Institute of Plasma Research, India

  • The Institute for Plasma Research (IPR) was established in 1986 as an autonomous R&D institute under the Department of Science and Technology (DST) with a mandate to pursue research in plasma science and technology. The institute grew rapidly and came under the administrative umbrella of the Department of Atomic Energy (DAE) in 1995.
  • This institute is largely involved in theoretical and experimental studies in plasma science including basic plasma physics, magnetically confined hot plasmas and plasma technologies for industrial application.
  • The institute owns two operational tokamaks (a machine for controlling thermonuclear fusion) - ADITYA and Steady State Tokamak (SST)-1.
  • FCIPT, ITER-India and CPP-IPR, located in Gandhinagar and Guwahati are three divisions under IPR.

Aditya Tokamac in India

  • ADITYA is the first indigenously designed and built tokamak of the country. It was commissioned in 1989.
  • ADITYA, a medium size Tokamak, is being operated for over a decade. It has a major radius of 0.75m and minor radius of the plasma is 0.25 m.
  • A maximum of 1.2 T toroidal magnetic field is generated with the help of 20 toroidal field coils spaced symmetrically in the toroidal direction. The major subsystems and parameters of the machine have been described elsewhere.
  • ADITYA is regularly being operated with the transformer-converter power system. ~100 msec 80 - 100 kA plasma discharges at toroidal field of 8.0 kG are being regularly studied.
  • During this period experiments on edge plasma fluctuations, turbulence and other related works have been conducted. Standard diagnostics have been employed during these measurements.

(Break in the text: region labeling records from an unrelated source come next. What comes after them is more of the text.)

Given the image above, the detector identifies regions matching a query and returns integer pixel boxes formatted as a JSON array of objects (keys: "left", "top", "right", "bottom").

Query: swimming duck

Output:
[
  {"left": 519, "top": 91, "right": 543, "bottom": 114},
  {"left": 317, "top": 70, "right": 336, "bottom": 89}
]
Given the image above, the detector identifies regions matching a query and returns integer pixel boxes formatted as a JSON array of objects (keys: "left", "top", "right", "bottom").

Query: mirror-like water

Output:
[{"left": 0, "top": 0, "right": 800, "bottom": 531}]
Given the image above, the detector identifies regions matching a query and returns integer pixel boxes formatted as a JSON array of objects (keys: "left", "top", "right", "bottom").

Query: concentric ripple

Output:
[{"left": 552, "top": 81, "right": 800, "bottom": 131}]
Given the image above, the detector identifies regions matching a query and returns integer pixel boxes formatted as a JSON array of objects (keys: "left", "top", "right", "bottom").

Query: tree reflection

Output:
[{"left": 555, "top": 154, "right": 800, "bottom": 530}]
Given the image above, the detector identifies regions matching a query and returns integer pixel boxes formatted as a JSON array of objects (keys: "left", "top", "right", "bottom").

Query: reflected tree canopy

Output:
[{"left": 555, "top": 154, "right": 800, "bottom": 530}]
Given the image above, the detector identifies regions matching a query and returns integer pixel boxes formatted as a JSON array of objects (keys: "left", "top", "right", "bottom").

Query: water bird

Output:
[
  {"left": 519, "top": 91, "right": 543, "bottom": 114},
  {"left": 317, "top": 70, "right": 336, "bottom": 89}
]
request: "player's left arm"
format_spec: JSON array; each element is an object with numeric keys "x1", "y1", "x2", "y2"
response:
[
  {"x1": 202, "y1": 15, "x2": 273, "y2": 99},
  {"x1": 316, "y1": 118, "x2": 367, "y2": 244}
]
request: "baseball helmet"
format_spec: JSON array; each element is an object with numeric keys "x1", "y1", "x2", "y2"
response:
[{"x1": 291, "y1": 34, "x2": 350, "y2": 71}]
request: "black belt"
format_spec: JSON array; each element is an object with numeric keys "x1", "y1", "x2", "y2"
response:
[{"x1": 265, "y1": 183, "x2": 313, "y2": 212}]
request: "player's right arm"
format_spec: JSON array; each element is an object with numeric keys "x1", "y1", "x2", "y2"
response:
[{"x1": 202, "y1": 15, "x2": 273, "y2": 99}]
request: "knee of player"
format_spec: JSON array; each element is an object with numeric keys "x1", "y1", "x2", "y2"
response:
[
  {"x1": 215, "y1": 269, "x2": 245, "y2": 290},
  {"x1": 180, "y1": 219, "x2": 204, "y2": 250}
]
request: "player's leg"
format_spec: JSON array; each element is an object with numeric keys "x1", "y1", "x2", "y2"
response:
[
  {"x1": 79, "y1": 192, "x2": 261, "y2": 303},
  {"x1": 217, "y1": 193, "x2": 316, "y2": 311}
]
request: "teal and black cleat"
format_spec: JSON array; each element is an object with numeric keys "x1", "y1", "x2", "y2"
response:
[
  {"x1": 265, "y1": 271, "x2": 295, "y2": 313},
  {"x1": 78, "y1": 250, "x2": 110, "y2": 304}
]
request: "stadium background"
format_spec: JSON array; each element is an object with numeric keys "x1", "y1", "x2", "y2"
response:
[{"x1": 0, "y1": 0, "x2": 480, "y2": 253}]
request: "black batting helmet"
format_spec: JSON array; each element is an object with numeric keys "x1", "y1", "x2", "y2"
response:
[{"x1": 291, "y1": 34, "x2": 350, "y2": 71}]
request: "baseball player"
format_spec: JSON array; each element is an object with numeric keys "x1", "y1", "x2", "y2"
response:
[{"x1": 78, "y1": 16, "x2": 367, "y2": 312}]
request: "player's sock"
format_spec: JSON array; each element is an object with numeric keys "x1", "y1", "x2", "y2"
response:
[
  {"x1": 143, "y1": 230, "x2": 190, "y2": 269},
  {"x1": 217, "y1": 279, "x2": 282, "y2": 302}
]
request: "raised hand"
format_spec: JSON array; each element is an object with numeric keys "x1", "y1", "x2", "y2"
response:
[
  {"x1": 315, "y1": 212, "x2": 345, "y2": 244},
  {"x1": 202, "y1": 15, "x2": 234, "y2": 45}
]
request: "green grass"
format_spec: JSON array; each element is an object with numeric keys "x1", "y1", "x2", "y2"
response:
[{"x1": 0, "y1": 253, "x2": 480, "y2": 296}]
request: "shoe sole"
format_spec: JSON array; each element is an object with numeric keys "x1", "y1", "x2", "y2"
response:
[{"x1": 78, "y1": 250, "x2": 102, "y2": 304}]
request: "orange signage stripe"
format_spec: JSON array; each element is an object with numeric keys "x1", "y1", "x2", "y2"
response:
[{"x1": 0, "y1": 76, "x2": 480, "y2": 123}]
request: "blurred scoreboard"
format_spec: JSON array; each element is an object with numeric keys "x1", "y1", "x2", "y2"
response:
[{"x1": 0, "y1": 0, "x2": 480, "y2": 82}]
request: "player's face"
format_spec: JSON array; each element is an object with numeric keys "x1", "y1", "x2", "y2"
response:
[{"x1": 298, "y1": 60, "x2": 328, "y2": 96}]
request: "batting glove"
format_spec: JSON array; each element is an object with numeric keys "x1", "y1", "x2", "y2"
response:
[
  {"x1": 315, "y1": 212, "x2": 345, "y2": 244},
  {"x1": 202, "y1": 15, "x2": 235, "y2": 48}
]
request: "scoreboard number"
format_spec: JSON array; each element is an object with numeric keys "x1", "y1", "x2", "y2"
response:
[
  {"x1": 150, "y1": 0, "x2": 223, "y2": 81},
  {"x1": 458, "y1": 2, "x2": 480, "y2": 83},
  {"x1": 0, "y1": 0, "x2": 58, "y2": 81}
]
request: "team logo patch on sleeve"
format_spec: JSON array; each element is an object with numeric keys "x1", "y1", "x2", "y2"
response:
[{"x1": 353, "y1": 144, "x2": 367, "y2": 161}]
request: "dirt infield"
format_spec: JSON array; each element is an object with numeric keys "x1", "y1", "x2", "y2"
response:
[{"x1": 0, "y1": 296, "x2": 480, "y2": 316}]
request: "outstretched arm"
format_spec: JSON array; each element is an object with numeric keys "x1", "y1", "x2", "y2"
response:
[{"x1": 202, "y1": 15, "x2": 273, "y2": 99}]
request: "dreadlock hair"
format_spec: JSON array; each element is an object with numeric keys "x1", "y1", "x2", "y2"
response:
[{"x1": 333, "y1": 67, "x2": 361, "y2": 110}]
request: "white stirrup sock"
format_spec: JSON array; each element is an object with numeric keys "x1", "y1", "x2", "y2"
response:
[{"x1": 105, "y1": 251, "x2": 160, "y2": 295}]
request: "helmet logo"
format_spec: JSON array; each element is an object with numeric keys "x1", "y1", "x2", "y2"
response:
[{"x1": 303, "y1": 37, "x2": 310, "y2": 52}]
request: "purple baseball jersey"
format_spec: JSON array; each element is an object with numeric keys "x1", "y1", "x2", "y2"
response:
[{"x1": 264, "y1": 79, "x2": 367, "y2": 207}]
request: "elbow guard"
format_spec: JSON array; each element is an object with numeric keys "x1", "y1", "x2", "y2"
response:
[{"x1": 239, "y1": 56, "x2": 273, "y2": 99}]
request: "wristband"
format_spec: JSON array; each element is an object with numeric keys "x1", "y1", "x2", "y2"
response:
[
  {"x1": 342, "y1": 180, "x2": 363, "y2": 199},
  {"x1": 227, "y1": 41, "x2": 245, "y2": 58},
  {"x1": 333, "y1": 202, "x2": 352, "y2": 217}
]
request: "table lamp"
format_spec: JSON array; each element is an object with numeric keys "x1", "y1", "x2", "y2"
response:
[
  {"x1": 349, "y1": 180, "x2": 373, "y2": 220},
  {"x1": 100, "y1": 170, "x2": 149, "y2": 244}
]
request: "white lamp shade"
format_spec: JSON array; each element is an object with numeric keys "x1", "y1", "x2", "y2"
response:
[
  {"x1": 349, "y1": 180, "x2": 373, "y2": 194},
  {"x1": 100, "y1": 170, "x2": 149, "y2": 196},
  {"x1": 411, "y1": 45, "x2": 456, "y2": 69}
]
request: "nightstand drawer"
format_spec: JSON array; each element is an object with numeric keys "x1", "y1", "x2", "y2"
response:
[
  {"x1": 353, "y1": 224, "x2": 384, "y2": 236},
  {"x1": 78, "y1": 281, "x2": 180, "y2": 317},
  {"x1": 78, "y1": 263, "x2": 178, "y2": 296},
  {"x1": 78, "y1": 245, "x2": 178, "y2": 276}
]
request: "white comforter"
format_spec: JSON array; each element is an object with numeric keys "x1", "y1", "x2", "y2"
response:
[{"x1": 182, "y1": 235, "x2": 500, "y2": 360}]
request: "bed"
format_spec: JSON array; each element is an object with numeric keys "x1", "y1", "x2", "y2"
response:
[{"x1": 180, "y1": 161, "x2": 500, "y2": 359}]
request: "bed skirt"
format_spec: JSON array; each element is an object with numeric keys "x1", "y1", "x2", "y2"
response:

Steady State Superconducting Tokamac

  • A steady state superconducting tokamak SST-1 is under design and fabrication at the Institute for Plasma Research.
  • The objectives of SST-1 include studying the physics of the plasma processes in tokamak under steady state conditions and learning technologies related to the steady state operation of the tokamak.
  • These studies are expected to contribute to the tokamak physics database for very long pulse operations.
  • The SST-1 tokamak is a large aspect ratio tokamak, configured to run double null diverted plasmas with significant elongation (k) and triangularity (d).
  • The specific objective of the SST-1 project is to produce 1000 s elongated double null divertor plasma.There are several conventional questions in tokamak physics, which will be addressed again in steady state scenario.
  • Some of these are related to the energy, particle and impurity confinement, the effect of impurities and edge localized modes (ELM) in steady on energy confinement, the stability limits and their dependence on current drive methods, the resistive tearing activities in presence of RF fields, disruptions and vertical displacement events (VDE), and thermal instability.

Way Forward

  • It is expected that fusion could meet humanity’s energy needs for millions of years. Fusion fuel is plentiful and easily accessible: deuterium can be extracted inexpensively from seawater, and tritium can be produced from naturally abundant lithium.
  • Future fusion reactors will not produce high activity, long lived nuclear waste, and a meltdown at a fusion reactor is practically impossible.
  • Importantly, nuclear fusion does not emit carbon dioxide or other greenhouse gases into the atmosphere, and so along with nuclear fission could play a future climate change mitigating role as a low carbon energy source.